Klarna’s customer service agent, which now handles the equivalent of 700 full-time employees’ workload, was deployed within a tightly scoped customer interaction environment with clear escalation paths and human review for any action above a defined complexity threshold. Salesforce’s Agentforce platform enforces agent permissions through a dedicated identity layer that is architecturally separate from human user permissions. BakerHostetler’s legal research agent operates within a verified knowledge base with mandatory attorney review of any output before client use. None of these deployments gave agents broad, inherited access to enterprise systems. All of them treated governance as an architectural requirement, not an afterthought.
The Strategic Playbook
For executives navigating this environment, the priority ordering matters. Governance architecture must precede deployment scale. Before expanding any agentic AI programme, three foundations must be in place: a defined agent identity and permissions framework; an audit and logging infrastructure that captures every agent action; and an exception-handling protocol that specifies how the organisation responds when an agent acts outside expected parameters.
Procurement rigour is the second priority. The agent-washing problem makes vendor selection consequential. The questions that separate genuine capability from rebranded automation are specific: Can the system handle multi-step tasks that encounter unexpected obstacles without human intervention? How does it manage ambiguous instructions? What is the escalation mechanism when the agent reaches the boundary of its knowledge or authority? Vendors who cannot answer these questions concretely are selling something other than agentic AI.

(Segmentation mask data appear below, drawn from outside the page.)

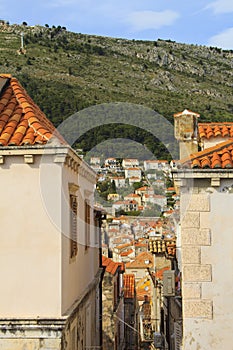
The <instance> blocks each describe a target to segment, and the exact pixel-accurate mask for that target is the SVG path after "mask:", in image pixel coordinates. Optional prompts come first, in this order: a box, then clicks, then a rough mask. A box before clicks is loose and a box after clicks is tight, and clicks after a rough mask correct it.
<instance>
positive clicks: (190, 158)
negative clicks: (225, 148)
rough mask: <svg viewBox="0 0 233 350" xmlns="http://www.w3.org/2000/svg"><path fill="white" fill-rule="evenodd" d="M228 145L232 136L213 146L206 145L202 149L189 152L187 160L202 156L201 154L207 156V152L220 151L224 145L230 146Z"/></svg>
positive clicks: (223, 147) (203, 155) (230, 140)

Third, deploy narrow before deploying broad. The most common path to the failures Gartner is projecting is the assumption that a successful pilot in one domain validates broad deployment across the enterprise. It does not. Every new domain introduces new failure modes. Each expansion of agent scope requires a fresh governance assessment.
Finally, treat agent security as a distinct discipline. The CISO’s office needs a dedicated agentic AI security function — not as an extension of existing application security but as a specialised capability that understands prompt injection, privilege escalation, and multi-agent attack vectors. This function should be involved in deployment decisions before go-live, not after an incident has occurred.
Looking Ahead
Gartner projects that by 2028, autonomous agents will be making approximately 15 per cent of day-to-day business decisions without human review. That figure will seem modest in retrospect. The trajectory of agentic AI capability — driven by improvements in reasoning models, tool integration, and multi-agent coordination — points toward a future where autonomous systems handle a substantial share of knowledge work across every industry.
The organisations that build governance-mature agentic AI programmes now will not just avoid the failures Gartner is projecting. They will accumulate an operational advantage that compounds over time: better data on what works, more refined agent boundaries, more experienced oversight teams, and a cultural readiness for human-agent collaboration that cannot be replicated quickly by organisations that waited. The reckoning that Gartner’s projection describes is real. But it is not inevitable — it is a choice that organisations are making right now, through the governance investments they are either making or deferring.